Geboren wurde Swift 1989 in Reading im US-Bundesstaat Pennsylvania. Schon als Kind wollte sie Musikerin werden, mit nicht einmal 14 bekam sie ihren ersten Plattenvertrag. Als ihr Vater, ein Investmentbanker, bemerkte, wie ernst es seiner Tochter mit der Musik war, zog die Familie in die Country-Hochburg Nashville in Tennessee um. Anfangs bewegte sie sich in der Country-Szene, sang Songs über verflossene Liebschaften und Kleinstadt-Sehnsüchte. Doch schon damals, lange bevor sie zwischen 2010 und 2016 zehn Grammys gewann und in einer Liga mit Britney Spears, Madonna und eben Beyoncé spielte, waren in ihren Texten Zwischentöne zu vernehmen. Schon damals war erkennbar, dass Swift, die ihre Songs selbst schreibt, mehr kann als naiven Mainstream-Pop.

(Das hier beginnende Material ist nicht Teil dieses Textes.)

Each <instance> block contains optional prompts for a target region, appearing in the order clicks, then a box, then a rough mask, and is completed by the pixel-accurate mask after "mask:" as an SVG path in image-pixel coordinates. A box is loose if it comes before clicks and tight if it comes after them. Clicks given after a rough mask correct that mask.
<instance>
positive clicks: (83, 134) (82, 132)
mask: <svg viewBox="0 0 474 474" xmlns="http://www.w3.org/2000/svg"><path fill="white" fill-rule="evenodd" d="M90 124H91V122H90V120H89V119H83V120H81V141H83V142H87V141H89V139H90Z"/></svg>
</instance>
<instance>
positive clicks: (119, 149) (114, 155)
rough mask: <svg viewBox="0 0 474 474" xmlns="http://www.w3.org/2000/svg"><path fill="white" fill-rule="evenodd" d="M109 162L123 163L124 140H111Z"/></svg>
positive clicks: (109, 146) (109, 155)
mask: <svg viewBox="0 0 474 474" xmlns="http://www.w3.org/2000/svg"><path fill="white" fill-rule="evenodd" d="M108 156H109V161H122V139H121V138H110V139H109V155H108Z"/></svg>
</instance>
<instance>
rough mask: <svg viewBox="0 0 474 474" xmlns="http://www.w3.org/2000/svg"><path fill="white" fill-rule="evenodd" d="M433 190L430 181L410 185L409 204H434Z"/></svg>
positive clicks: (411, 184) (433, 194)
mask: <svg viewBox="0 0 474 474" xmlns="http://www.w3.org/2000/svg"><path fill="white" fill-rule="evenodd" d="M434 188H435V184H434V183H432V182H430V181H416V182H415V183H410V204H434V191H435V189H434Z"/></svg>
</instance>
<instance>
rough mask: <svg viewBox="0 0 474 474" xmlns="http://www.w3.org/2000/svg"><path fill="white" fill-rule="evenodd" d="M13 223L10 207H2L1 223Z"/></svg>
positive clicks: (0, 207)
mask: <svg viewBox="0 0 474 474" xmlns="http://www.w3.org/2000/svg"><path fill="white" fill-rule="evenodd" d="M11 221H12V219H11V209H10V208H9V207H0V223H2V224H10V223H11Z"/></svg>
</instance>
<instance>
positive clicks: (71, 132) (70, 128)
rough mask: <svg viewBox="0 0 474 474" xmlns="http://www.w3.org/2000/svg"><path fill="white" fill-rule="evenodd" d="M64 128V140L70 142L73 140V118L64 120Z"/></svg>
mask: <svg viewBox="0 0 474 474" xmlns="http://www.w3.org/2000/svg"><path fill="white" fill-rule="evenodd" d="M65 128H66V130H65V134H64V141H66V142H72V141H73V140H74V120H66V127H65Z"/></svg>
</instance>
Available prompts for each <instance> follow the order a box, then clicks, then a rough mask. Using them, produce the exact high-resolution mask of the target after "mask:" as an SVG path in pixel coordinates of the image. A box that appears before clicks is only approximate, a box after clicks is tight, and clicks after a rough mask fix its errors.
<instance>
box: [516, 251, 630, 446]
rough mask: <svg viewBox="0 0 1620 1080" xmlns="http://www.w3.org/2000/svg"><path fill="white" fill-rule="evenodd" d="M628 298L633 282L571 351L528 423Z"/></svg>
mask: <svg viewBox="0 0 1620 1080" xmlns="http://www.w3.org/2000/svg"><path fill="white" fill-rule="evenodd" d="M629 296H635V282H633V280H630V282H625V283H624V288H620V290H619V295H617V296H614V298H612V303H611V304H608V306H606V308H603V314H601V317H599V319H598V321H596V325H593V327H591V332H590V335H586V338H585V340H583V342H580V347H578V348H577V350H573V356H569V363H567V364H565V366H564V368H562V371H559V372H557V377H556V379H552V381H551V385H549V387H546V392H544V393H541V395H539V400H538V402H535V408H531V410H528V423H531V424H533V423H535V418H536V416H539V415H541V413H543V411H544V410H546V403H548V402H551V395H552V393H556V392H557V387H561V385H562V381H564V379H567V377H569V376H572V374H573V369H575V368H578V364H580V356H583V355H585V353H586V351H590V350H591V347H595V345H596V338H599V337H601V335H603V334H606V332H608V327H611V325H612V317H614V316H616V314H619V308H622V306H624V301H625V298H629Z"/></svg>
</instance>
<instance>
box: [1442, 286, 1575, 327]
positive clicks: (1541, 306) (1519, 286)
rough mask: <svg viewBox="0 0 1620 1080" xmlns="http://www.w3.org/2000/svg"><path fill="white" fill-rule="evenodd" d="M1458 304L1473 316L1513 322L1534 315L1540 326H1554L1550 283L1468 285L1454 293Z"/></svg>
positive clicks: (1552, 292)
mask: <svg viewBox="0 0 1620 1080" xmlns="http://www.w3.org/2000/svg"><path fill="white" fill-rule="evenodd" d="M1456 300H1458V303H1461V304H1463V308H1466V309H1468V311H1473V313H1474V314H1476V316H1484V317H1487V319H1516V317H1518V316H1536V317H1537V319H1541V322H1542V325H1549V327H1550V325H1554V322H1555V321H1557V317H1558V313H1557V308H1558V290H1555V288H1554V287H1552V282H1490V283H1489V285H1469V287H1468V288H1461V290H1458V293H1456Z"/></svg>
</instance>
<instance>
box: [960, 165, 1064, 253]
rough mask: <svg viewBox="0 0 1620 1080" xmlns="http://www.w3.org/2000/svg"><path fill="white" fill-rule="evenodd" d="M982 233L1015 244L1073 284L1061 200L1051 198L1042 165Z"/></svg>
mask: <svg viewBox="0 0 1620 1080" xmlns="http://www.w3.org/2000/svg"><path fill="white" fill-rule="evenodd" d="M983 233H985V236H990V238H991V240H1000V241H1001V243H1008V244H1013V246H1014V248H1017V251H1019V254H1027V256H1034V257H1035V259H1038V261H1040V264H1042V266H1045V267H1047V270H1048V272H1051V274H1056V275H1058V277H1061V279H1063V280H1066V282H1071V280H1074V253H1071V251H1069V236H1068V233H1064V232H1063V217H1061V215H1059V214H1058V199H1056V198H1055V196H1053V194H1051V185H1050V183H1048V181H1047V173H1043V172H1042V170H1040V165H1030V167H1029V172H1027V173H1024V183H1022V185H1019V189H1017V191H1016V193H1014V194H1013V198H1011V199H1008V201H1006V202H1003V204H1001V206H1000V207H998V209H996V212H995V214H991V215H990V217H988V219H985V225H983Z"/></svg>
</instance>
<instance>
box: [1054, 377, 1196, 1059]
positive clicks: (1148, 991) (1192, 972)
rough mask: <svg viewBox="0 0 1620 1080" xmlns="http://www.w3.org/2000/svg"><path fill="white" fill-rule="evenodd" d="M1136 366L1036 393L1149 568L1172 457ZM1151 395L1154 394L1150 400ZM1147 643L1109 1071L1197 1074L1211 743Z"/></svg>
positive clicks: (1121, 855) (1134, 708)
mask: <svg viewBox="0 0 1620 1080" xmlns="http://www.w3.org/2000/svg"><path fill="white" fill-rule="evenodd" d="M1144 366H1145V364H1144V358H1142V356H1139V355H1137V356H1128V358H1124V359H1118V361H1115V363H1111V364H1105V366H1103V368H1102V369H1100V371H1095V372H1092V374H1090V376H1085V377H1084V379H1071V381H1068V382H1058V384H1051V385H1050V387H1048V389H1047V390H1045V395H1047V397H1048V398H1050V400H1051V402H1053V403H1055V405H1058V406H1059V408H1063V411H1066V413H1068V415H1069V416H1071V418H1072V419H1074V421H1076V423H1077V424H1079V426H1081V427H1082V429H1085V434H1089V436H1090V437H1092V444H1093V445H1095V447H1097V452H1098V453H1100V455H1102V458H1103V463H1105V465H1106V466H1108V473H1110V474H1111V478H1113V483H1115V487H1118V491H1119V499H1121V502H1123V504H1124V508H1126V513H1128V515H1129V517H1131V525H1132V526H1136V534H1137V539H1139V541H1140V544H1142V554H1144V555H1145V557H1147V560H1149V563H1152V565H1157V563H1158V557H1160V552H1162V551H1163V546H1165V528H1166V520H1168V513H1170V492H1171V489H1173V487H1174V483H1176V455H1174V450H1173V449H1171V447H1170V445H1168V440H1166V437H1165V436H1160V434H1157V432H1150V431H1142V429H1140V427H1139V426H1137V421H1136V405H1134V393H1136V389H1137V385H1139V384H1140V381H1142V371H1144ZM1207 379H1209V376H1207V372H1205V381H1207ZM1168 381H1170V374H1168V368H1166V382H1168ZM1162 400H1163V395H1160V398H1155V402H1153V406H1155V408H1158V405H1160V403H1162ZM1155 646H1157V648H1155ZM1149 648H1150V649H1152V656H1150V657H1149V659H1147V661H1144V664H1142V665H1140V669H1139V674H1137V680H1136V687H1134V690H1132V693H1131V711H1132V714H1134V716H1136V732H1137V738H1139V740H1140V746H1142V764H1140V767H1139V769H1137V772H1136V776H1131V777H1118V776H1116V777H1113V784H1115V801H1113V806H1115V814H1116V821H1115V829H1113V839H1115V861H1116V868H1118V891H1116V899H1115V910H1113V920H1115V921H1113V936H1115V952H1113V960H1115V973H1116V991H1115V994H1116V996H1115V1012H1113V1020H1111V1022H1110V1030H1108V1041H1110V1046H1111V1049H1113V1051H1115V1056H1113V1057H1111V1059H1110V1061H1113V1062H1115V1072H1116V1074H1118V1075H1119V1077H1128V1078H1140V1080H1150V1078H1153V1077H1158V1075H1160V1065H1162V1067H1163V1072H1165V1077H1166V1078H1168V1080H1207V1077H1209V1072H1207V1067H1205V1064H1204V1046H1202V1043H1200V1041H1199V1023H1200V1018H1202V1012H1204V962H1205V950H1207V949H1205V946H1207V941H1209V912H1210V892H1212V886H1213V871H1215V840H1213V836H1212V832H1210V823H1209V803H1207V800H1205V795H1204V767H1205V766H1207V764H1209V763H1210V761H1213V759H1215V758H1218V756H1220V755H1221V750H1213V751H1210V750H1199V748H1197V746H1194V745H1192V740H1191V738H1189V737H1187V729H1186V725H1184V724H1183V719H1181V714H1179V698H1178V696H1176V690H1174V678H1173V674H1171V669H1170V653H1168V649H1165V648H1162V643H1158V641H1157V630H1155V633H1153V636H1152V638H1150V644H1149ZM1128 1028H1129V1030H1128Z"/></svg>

Bei Auftritten zeigte sich Swift in den vergangenen Jahren mehr und mehr als Feministin und Fürsprecherin der LGBTQ-Bewegung. Im Streit mit Apple kämpfte sie nicht nur für sich, sondern für alle Musiker, die im Zeitalter des Streamings mit ihren Songs kaum mehr Geld verdienen. Und ihr bisher letztes der insgesamt acht Alben fügt ihrer Kunst eine völlig neue Facette hinzu. Taylor Swift hat sich von Jahr zu Jahr weiterentwickelt, musikalisch, menschlich, selbst in diesem seltsamen 2020, in dem alles stehenbleibt.